Not only individual patients but patients’ groups may also actively participate in biomedical research. In 2003, in Greenberg v Miami Children's Hospital Research Institute,94 a group of individuals provided samples and medical data for researchers to explore the Canavan disease. However, when a patent was developed, the patients were not notified and could not benefit from the new tests or its profits. The federal district court ruled that individuals do not own their tissue samples.
One of the most well-known debates over the ownership of biological samples was elaborated in Washington University v Catalona.95 In this case, Dr William Catalona set up a biobank at Washington University and, over the course of 25 years, collected 3,500 samples from (p. 1159) patients diagnosed with prostate cancer.
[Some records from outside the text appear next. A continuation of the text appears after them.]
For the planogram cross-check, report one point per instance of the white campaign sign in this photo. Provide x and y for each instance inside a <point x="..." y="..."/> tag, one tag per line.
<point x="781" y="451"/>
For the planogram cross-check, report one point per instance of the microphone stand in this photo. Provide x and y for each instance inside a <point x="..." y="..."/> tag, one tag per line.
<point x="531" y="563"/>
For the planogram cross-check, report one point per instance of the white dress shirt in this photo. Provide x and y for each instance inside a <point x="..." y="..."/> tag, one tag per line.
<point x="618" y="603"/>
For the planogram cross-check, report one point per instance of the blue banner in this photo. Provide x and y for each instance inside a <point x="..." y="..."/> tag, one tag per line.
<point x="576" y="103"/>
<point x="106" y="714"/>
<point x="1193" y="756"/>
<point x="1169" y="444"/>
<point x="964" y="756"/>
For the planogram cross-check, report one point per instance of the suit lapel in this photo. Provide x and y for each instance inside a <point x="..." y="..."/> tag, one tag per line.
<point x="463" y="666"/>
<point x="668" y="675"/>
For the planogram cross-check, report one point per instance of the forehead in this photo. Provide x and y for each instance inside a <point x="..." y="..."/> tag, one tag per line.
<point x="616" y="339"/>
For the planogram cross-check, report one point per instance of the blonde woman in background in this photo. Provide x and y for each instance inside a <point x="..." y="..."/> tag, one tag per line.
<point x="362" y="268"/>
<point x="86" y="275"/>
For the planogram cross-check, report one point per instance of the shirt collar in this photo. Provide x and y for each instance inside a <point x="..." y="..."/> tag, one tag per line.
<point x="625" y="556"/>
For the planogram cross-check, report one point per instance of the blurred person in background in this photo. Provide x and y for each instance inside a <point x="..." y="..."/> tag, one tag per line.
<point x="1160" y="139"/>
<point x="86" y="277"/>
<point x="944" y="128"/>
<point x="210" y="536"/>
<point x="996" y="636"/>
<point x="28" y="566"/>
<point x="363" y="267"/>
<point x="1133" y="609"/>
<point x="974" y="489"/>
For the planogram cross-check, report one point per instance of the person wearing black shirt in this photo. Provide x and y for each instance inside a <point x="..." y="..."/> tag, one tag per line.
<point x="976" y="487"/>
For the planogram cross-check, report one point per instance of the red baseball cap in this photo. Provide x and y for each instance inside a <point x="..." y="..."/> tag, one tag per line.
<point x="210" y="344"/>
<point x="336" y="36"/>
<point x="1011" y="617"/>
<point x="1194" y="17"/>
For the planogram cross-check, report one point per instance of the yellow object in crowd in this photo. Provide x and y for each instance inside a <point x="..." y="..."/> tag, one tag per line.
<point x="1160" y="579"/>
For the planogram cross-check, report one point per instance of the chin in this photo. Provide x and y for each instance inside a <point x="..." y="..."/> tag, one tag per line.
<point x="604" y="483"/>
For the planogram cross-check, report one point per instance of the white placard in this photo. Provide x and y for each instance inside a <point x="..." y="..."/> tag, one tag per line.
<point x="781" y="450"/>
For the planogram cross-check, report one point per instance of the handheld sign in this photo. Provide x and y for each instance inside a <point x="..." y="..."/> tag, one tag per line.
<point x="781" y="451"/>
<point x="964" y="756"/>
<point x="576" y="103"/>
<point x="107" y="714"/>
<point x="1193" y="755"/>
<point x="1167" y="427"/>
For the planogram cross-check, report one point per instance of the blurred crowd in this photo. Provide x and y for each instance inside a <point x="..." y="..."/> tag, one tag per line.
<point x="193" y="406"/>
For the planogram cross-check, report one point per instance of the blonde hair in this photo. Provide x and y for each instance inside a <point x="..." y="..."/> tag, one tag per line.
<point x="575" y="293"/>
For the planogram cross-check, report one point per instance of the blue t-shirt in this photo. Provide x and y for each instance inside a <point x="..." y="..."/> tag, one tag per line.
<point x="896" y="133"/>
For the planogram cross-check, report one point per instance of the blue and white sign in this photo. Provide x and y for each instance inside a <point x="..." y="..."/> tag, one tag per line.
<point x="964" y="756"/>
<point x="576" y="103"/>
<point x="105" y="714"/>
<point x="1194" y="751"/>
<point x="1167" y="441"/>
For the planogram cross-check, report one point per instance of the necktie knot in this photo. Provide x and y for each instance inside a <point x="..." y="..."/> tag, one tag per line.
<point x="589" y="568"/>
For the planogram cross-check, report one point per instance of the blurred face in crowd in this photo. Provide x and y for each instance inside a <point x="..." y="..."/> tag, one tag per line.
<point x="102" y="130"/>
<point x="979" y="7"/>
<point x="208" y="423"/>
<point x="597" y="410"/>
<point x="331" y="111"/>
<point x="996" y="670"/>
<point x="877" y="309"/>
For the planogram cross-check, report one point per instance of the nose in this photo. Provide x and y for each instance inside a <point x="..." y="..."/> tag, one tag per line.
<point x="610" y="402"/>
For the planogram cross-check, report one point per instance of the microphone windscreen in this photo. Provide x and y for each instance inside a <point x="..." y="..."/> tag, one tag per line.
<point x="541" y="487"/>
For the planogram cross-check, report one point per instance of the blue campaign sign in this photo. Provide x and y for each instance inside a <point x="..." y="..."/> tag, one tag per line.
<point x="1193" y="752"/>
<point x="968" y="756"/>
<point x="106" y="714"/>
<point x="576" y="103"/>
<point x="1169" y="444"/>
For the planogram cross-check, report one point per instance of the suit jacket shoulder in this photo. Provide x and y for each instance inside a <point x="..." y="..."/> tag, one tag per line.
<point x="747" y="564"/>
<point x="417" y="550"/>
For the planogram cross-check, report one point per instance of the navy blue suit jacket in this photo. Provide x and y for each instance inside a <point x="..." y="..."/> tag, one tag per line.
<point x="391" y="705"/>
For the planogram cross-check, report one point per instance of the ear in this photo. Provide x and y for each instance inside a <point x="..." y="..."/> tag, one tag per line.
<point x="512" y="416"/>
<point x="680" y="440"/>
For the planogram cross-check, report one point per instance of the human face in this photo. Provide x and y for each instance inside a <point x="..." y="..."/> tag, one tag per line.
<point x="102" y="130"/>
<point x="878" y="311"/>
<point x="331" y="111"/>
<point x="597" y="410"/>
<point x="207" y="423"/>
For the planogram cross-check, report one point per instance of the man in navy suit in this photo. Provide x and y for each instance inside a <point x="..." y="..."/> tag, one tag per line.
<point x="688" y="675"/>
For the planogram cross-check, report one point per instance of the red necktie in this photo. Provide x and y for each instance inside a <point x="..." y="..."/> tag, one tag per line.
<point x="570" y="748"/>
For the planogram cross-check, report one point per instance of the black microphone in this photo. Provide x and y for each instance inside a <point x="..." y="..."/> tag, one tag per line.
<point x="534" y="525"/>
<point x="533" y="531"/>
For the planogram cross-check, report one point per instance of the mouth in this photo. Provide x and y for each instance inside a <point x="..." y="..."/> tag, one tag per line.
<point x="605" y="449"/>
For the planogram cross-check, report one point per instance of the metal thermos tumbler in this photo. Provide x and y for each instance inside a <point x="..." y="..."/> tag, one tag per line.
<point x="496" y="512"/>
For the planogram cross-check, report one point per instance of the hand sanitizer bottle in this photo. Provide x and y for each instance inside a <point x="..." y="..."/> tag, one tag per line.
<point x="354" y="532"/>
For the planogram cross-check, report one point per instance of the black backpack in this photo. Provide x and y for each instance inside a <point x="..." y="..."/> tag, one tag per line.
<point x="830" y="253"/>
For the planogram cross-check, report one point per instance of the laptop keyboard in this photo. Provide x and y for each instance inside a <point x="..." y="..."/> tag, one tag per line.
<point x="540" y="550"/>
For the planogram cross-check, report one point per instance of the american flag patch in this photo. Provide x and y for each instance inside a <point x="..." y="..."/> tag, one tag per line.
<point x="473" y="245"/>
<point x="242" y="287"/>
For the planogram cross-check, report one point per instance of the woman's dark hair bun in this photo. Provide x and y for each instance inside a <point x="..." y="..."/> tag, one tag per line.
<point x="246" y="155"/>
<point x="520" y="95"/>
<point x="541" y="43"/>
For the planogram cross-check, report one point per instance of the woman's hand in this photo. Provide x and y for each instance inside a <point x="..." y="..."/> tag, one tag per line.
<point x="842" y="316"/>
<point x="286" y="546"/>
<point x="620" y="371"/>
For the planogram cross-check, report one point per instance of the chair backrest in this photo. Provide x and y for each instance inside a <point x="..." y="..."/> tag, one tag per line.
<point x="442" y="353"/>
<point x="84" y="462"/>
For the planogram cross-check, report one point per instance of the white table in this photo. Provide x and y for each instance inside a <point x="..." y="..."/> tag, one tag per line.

In this case, agreements between the researcher and the donors were overridden by the fact that the biobank had been used by the university for public purposes. The Court regarded the biological sample collection differently from a biobank, and considered it as a public entity belonging to the university and not to the scientist. The Court held that individual donors who provide biological specimens for research do not ‘retain an ownership interest allowing [them] to direct or authorize the transfer of such materials to a third party’.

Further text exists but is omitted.